The British contingent was also thick at the New York premiere of Barney’s Version at the Paris Theater. Adapted from Moredcai Richler’s last novel, about Barney Panofsky, the film is the story of an irascible, blunt, drunk, politically incorrect, insanely funny and all-too human character that Paul Giamatti plays to perfection in this misanthropic masterpiece. 

“Richler is Canada’s Philip Roth or Saul Bellow,” declared one of the film’s publicists, forgetting that Saul Bellow is actually Canadian. 

According to the film’s producer, Robert Lantos, who has a small cameo in the movie and is also from Montreal, Richler was required reading in high school. “Barney’s Version was his best novel and, yes, parts of it were autobiographical. Richler also met the love of his life at his own wedding to someone else. He died while writing the screenplay for the novel.” Wistfully, Mr. Lantos added, “He could drink Macallan better than anyone else I ever met.”

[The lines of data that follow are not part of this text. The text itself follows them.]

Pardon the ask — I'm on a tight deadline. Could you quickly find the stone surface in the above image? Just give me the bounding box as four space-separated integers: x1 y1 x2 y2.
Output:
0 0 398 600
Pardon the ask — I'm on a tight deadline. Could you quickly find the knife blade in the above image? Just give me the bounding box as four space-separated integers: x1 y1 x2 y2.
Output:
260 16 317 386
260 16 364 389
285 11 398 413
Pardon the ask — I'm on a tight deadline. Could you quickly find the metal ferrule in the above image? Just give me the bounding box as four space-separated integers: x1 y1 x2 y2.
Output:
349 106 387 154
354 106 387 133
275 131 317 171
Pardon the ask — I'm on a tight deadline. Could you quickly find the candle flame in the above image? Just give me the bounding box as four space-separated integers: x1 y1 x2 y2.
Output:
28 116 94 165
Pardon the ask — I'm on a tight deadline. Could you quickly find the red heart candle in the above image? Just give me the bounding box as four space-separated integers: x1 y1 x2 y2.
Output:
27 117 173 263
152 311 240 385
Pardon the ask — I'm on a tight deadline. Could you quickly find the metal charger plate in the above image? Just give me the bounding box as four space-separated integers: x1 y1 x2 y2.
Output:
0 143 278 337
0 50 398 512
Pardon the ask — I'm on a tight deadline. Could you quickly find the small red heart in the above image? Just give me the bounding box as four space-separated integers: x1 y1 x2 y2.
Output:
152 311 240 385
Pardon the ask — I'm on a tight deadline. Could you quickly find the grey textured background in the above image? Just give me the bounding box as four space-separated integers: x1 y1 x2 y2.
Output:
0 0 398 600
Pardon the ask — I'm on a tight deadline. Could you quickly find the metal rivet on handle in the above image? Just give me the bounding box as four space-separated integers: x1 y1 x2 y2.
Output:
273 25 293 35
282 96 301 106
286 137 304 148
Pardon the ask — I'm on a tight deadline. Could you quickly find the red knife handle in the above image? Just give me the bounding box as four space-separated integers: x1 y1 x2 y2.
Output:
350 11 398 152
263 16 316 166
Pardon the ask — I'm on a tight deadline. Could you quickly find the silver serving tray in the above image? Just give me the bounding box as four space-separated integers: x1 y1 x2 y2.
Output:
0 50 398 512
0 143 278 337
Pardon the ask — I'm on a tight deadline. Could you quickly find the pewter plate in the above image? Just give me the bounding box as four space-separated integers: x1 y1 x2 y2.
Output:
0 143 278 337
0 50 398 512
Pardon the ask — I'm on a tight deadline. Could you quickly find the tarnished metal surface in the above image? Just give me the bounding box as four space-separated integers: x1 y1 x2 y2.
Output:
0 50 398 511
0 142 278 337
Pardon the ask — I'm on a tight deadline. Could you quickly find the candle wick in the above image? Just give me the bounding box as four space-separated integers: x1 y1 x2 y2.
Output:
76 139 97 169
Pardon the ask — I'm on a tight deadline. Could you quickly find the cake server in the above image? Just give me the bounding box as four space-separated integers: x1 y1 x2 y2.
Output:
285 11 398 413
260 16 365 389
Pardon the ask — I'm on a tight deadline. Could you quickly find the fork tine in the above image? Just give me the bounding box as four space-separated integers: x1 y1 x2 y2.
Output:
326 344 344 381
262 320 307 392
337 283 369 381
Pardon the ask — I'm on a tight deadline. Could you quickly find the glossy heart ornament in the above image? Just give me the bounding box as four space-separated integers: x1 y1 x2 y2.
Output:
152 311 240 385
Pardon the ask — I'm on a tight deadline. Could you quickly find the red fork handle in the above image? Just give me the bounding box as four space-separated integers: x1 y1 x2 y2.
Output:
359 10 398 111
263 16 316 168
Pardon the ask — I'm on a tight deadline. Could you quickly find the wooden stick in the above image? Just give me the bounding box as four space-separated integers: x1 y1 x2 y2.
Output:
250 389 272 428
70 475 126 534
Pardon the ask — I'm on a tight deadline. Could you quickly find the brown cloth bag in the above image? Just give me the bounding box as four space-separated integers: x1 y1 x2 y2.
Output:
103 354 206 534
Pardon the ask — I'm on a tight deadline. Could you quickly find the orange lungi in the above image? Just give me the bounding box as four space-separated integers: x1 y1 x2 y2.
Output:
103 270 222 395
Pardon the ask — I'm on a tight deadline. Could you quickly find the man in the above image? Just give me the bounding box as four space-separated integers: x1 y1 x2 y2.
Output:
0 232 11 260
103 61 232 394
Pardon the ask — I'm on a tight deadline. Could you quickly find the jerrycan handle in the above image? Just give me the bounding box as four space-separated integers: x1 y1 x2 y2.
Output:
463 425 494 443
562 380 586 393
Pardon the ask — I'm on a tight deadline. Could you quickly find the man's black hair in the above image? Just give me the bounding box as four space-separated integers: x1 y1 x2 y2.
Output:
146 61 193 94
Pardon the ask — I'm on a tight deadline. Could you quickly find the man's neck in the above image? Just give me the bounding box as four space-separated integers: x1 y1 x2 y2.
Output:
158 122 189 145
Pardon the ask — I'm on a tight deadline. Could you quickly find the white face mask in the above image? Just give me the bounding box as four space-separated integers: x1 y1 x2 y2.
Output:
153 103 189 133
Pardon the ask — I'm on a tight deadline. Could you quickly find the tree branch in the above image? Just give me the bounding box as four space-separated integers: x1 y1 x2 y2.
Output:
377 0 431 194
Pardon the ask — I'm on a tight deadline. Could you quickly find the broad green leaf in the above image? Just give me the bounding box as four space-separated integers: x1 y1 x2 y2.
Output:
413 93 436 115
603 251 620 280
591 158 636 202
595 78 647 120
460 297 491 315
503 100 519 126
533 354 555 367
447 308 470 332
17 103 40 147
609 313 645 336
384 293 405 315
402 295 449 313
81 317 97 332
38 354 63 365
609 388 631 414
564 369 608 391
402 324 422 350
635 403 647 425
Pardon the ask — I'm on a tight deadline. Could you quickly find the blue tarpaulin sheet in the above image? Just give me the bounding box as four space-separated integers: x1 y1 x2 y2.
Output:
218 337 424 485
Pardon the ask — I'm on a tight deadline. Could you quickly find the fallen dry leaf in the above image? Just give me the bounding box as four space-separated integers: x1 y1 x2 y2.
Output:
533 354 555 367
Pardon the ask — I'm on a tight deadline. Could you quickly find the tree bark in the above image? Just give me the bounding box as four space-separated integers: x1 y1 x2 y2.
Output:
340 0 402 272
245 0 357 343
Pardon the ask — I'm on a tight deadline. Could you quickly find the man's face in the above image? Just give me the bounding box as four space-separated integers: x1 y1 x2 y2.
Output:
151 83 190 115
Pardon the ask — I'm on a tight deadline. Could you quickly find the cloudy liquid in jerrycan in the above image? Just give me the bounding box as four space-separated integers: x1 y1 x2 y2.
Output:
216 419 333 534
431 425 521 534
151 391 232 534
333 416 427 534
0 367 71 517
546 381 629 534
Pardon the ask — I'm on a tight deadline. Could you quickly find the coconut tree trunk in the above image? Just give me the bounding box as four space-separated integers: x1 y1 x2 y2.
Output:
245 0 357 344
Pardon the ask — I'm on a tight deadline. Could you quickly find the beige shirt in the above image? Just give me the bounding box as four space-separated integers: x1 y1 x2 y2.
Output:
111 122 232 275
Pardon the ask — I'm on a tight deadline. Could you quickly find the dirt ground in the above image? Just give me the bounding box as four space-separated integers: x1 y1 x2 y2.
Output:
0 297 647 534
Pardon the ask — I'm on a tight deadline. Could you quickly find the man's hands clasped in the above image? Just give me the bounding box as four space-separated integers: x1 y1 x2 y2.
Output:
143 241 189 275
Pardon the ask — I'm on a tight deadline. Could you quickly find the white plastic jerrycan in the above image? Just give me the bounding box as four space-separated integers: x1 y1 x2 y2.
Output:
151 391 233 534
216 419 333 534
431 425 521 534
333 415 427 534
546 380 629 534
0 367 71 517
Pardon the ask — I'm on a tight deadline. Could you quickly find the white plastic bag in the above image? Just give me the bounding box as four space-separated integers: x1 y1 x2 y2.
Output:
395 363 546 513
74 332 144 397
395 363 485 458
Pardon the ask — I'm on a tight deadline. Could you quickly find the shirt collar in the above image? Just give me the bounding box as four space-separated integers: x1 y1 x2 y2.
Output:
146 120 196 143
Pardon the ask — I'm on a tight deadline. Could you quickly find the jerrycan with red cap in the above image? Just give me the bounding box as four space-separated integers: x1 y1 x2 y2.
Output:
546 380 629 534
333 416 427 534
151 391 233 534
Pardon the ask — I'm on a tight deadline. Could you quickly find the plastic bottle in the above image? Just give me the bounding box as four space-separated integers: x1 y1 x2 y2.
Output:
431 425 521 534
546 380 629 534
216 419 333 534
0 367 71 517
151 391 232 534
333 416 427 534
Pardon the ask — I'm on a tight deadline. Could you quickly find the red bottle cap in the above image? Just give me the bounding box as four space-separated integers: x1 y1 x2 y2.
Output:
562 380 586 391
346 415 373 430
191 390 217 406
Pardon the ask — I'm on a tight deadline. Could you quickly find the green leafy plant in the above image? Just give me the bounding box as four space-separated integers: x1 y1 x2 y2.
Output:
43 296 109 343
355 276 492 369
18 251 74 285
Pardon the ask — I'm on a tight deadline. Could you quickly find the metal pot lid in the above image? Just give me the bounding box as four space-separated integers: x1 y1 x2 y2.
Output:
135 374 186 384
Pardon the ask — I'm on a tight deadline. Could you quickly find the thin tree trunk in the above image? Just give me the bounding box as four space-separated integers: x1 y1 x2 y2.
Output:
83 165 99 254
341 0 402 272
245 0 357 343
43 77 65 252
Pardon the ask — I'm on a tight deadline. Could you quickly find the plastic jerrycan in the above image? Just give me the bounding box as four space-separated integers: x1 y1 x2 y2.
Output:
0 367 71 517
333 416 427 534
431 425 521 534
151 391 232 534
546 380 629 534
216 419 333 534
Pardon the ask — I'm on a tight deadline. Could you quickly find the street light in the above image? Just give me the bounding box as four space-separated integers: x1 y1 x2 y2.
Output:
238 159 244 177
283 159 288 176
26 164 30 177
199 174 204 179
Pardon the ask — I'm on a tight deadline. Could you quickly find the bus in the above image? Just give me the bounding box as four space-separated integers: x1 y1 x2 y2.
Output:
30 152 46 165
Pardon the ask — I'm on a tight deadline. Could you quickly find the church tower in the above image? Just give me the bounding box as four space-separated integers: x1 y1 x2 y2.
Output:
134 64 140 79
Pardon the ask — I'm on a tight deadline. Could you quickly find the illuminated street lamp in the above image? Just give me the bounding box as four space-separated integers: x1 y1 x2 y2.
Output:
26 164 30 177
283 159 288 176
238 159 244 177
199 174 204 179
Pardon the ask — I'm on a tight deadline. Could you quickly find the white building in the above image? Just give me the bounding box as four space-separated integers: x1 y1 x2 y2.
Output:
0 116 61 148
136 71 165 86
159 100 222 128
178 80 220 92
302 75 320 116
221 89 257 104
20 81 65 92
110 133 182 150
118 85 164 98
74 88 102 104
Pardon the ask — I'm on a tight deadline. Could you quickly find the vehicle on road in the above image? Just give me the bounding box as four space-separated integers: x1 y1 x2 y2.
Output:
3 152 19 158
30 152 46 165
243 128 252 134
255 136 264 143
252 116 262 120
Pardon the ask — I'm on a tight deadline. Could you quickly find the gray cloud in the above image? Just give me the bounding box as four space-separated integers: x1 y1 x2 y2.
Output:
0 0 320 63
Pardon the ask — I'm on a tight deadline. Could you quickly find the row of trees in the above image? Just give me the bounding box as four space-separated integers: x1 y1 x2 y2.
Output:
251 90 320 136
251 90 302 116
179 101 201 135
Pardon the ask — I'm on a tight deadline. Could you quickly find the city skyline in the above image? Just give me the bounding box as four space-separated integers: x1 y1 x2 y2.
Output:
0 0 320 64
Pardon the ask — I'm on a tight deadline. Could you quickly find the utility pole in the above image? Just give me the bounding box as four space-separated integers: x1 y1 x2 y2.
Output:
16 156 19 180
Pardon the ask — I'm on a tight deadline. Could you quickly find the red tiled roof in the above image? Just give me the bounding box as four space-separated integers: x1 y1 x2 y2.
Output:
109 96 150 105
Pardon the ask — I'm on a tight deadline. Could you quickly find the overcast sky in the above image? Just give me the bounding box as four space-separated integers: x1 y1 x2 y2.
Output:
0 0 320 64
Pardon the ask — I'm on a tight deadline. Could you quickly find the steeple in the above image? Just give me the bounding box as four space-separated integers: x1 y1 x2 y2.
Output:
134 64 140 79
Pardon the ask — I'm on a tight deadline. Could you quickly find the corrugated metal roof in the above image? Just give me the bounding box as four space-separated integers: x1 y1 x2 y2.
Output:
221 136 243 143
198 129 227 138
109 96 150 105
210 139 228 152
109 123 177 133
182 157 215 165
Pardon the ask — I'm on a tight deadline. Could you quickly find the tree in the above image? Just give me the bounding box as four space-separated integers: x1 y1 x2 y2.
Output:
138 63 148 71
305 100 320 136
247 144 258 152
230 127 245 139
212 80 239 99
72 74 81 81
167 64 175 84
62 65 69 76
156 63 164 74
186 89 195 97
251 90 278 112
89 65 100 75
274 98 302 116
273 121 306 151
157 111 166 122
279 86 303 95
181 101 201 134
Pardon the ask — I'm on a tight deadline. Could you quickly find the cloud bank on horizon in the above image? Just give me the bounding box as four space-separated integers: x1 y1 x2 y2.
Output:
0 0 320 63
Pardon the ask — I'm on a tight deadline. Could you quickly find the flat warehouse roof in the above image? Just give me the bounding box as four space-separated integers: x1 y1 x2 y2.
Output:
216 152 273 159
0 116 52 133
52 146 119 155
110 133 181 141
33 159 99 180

The character of Barney is so unappealing that it stretches the imagination to discover what glamorous beauties Minnie Driver and Rosamund Pike could find attractive about him. “He had to be a tiger in the sack,” said raven-haired Minnie Driver, who was resplendent if chilly in a green, gold and black dress by Dolce & Gabbana with no stockings, “Yup, that’s all I can come up with … charming and good in bed, and probably Paul is, too, although I don’t have any reasons to confirm that,” she added saucily.

She turned and greeted co-star Rosamund Pike with enthusiastic warmth. Ms. Pike plays Mr. Giametti’s true love in the film and was slightly more sensibly dressed for the weather in a Christopher Kane leather minidress embellished with blue and white stars and stockings. The Oxford-educated Ms. Pike had not returned home for Christmas, opting instead for a road trip around Northern California and her first ski lesson in Tahoe. “I must be one of the few Europeans not to know how to ski,” she said.

A cool vanilla blonde with a razor-sharp accent, Ms. Pike was certainly as elegant and restrained as her character, Miriam. When asked how she felt being the true love of Barney, the actress, who was engaged to director Joe Wright, had this to say about her role: “True love aside, it’s great to do a romance which appears truthful, the way the whole love affair develops over 30 years. I hope that people recognize themselves in it; that’s the whole point of making movies.”

And what does Paul Giamatti, the star of the film, have to say about the role that will surely garner at least an Oscar nomination if not the little gold man himself?

“He’s more aggressive than me, but I don’t want to play people who are too much like me.” With that, the embodiment of Barney Panofsky walked down the red carpet flanked by his stunning co-stars. Mordecai Richler would sure have raised a glass of Macallan to that.